El caso es que leo un par de artículos en El Mundo. Por supuesto, no se acuerda de las ingenieras en informática; es probable que la autora ni siquiera supiera que la informática es una ingeniería. Pero eso son los prejuicios de ella, no los míos.

Uno es un artículo… de YoDona, y se titula Así son las ingenieras españolas. El artículo menciona las típicas historias sobre malentendidos o casos concretos de machismo, pero por supuesto no arroja ninguna luz sobre por qué las mujeres no se matriculan hoy en día (es más; en el caso de informática la tasa de matriculación no ha ido aumentando, sino disminuyendo).

El otro, y también de YoDona, es aún más… interesante. Se titula ¿Operación biquini? No, operación neurona para las niñas. Si te preguntas a qué viene ese título, no eres el único; y si encuentras la respuesta, no dejes de decírmelo. ¿Neurona para las niñas? ¿Biquini? Alucino.

En este artículo sí se aborda el asunto de las campañas para favorecer la matriculación de mujeres en ingeniería. Y unos presuntos expertos de una empresa llamada Smartick dan unas pautas. Brillantes. Cosas como estas que cito (literalmente):

  • Que en los estudios se demuestre la aplicación práctica para su vida diaria.
  • Que entiendan que ser bueno en matemáticas te abrirá puertas en el futuro.
  • Complementar la enseñanza de las mates con juegos.
  • Enseñar que las ‘mates’ molan a todos porque ayudan a entender mejor el mundo.
  • Sin matemáticas no se tiene capacidad crítica sobre noticias o informaciones.
  • Actitud positiva hacia las matemáticas, que mejora con la tecnología.
  • No hablar mal de las matemáticas, no fomentar patrones de conducta.
  • Buscar la aplicación práctica de los números, por ejemplo, en las recetas de cocina.
  • Motivar a las niñas para que no se priven de oportunidades futuras.
  • Para evitar estereotipos negativos de su capacidad intelectual, como “las niñas son de letras, se les dan mal las matemáticas”.
  • Queremos que haya mujeres en los puestos de dirección y política, para lo que necesitan dominar las matemáticas.
  • Intentar estimular a las niñas a que realicen actividades de construcción, robótica…

Por una parte, cosas como “motivar a las niñas para que no se priven de oportunidades futuras” es tan útil como “motivar a los conductores para que no beban antes de conducir”. Ya, tú. Si hasta ahí llegamos todos. De esos puntos ¿cuántos son medidas concretas que se puedan llevar a cabo?

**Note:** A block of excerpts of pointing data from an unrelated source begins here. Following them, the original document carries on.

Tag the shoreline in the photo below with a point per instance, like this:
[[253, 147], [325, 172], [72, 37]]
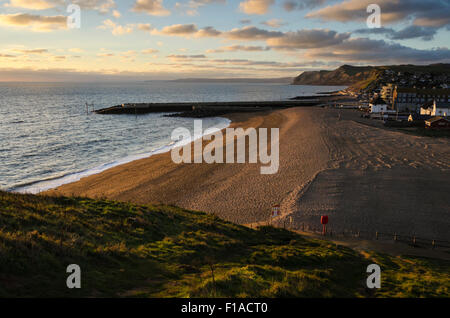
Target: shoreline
[[364, 178], [33, 187]]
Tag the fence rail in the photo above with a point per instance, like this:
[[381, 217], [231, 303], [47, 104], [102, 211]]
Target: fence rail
[[412, 240]]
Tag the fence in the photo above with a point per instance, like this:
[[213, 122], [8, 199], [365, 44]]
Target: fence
[[412, 240]]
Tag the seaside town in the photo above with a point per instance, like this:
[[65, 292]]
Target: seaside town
[[404, 99]]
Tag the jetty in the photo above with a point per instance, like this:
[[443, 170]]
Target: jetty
[[145, 108]]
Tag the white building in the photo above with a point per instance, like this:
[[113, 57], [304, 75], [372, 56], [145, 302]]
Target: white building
[[378, 106], [436, 109]]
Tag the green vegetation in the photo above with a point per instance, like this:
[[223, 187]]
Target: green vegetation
[[163, 251]]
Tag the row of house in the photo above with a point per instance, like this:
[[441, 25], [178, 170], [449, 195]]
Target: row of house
[[410, 99]]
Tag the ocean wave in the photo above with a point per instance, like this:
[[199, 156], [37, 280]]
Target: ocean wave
[[54, 182]]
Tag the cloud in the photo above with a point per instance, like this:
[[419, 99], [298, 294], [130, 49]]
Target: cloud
[[187, 30], [179, 29], [274, 23], [186, 57], [32, 51], [116, 29], [306, 39], [410, 32], [207, 32], [256, 6], [191, 8], [151, 7], [34, 4], [34, 22], [292, 5], [149, 51], [380, 52], [146, 27], [105, 54], [251, 33], [236, 48], [100, 5], [422, 12], [116, 14]]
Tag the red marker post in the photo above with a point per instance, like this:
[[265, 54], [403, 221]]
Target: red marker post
[[324, 221], [275, 210]]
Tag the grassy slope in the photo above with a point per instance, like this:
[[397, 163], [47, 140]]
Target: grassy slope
[[161, 251]]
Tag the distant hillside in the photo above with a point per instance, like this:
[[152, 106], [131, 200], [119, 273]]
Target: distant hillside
[[282, 80], [363, 76], [127, 250]]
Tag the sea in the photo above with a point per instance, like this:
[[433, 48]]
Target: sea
[[47, 138]]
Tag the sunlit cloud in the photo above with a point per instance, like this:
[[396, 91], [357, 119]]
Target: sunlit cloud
[[256, 6], [116, 29], [34, 22], [151, 7]]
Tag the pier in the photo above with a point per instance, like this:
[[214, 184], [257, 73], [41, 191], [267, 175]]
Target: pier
[[145, 108]]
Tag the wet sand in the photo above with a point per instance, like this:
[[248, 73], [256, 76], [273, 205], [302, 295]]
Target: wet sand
[[364, 178]]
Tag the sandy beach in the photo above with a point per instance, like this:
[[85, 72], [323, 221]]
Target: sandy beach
[[364, 178]]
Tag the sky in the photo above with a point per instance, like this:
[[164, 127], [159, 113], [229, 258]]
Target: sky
[[170, 39]]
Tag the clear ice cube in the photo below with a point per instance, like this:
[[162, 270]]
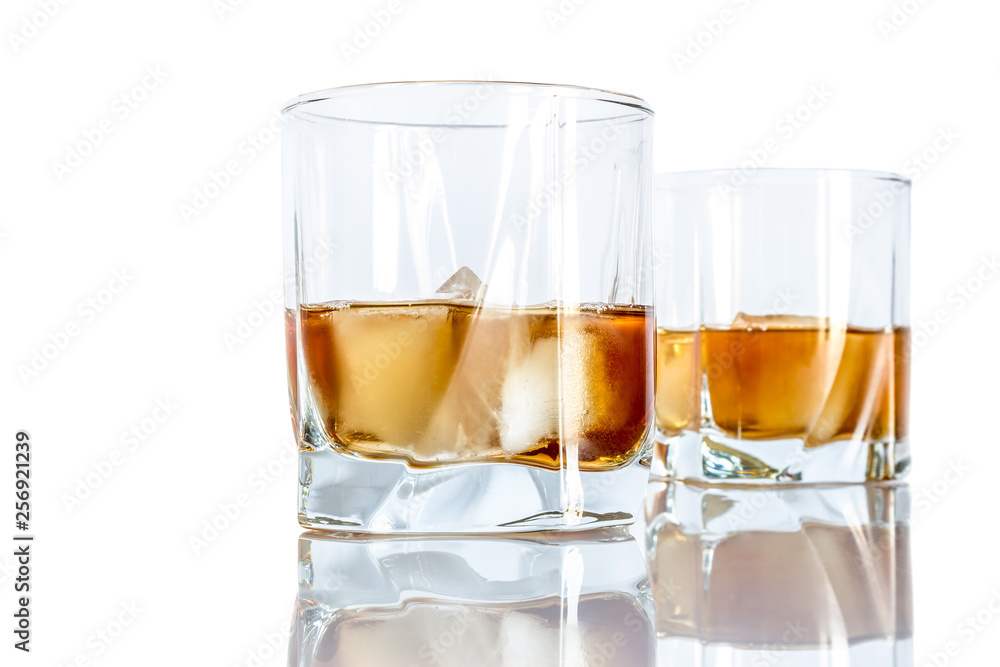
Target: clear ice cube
[[463, 284]]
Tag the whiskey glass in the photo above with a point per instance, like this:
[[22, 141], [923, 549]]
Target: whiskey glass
[[470, 328], [801, 361], [568, 598], [804, 576]]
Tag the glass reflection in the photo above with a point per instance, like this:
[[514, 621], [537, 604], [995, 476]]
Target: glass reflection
[[755, 577], [543, 599]]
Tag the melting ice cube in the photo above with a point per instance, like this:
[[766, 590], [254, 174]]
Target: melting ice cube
[[463, 284]]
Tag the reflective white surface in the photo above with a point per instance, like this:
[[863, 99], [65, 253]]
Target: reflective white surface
[[733, 576]]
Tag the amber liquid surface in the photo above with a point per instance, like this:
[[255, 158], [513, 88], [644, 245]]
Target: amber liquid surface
[[441, 382], [678, 381], [772, 377]]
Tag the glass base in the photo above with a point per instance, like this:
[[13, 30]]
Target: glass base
[[349, 493], [712, 456]]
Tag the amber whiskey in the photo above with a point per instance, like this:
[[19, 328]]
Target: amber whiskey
[[774, 377], [438, 382], [678, 381]]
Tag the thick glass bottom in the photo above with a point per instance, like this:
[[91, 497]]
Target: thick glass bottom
[[348, 493], [712, 456]]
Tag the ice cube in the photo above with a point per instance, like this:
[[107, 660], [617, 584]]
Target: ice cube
[[530, 398], [463, 284]]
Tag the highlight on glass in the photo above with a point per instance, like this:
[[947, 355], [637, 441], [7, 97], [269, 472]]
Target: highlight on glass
[[796, 365], [470, 326]]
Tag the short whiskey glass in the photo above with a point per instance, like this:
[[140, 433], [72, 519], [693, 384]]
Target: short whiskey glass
[[470, 328], [799, 370]]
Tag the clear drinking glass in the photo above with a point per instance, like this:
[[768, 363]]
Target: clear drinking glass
[[802, 283], [470, 331], [556, 599], [798, 576]]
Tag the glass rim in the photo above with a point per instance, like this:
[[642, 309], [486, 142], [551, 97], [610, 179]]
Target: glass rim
[[632, 102], [778, 175]]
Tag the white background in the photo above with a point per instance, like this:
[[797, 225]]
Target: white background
[[224, 71]]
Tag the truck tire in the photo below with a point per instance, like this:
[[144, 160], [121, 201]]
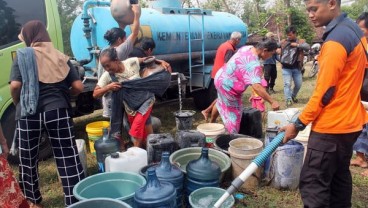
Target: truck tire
[[8, 126]]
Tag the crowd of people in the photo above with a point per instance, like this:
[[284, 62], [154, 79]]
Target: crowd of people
[[43, 102]]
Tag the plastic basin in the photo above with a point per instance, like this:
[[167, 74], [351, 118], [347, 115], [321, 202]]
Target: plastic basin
[[208, 196], [246, 146], [114, 185], [99, 203], [182, 157], [222, 141]]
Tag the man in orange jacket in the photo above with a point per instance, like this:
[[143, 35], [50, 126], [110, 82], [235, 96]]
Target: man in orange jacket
[[334, 109]]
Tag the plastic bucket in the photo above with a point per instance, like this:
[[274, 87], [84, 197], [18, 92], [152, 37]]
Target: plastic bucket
[[184, 119], [286, 165], [113, 185], [94, 132], [222, 141], [100, 202], [242, 151], [182, 157], [208, 196], [211, 130], [81, 146]]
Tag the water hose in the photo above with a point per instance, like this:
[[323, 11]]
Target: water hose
[[257, 162]]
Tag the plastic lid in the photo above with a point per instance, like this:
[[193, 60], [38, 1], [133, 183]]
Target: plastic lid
[[115, 155]]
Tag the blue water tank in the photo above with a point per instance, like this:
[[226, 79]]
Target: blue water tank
[[155, 193], [202, 173], [167, 26], [165, 171]]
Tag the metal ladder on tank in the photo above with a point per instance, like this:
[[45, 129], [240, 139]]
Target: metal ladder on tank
[[190, 42]]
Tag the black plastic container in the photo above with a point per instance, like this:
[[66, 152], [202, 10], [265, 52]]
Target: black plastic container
[[251, 123], [202, 173], [158, 143], [155, 193]]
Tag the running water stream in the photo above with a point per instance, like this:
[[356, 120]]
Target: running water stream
[[179, 90]]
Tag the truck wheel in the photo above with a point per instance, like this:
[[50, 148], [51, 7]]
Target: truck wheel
[[8, 126]]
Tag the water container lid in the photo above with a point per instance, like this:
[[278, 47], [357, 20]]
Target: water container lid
[[203, 168], [115, 155], [166, 171], [155, 192]]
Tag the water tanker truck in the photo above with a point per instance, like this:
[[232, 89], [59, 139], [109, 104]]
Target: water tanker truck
[[187, 38]]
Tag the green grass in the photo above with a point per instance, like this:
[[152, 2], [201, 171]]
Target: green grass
[[265, 196]]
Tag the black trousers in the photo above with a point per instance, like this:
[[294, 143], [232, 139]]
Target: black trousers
[[59, 126], [325, 180], [270, 74]]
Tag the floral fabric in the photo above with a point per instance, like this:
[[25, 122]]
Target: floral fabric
[[242, 70]]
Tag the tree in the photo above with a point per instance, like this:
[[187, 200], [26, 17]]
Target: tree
[[68, 10], [356, 8]]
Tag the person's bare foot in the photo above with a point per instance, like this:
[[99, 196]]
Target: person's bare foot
[[359, 162], [33, 205], [205, 115], [364, 173]]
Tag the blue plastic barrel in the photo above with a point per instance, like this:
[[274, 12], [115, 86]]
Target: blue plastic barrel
[[202, 173], [155, 193], [285, 165], [114, 185], [100, 202], [170, 173]]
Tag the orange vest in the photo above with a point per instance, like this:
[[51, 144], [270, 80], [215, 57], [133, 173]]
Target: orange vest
[[220, 57]]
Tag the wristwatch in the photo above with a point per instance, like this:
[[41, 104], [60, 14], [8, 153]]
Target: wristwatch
[[299, 125]]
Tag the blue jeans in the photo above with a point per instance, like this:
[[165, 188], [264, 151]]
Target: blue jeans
[[290, 75]]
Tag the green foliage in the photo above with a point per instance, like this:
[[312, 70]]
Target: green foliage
[[356, 8], [215, 5], [300, 20], [68, 10]]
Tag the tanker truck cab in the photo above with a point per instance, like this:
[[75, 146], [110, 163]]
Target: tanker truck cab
[[13, 14]]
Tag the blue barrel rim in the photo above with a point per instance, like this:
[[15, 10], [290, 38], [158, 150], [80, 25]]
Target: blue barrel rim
[[101, 199], [81, 198], [221, 155], [231, 197]]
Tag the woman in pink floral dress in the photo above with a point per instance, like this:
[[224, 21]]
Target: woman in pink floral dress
[[242, 70]]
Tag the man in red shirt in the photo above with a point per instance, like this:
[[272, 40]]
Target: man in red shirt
[[224, 52]]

Por otra parte… desafío al lector a que en cada uno de esos puntos evalúe si tiene algo que ver con las niñas, o los niños con pene no necesitan que se les demuestre la aplicación práctica de las matémáticas, o complementar las mates con juegos, o que no se hable mal de las mates… Vamos, por qué eso va a ayudar a que las niñas se acerquen a la ingeniería. O por qué si se hace no va a conseguir que se acerquen más niñas pero también más niños varones, con lo que el efecto neto será nulo.

Y finalmente… me ha encantado en particular el ejemplo incluido en el punto 8. La aplicación práctica de los números… por ejemplo, en las recetas de cocina. Me pregunto por qué citan ese ejemplo en concreto hablando de niñas. Viva la eliminación de estereotipos.

Lo dicho: si alguna vez lees algo coherente, no obvio o no basado en suposiciones gratuitas, no dejes de decírmelo. Todavía no he encontrado nada.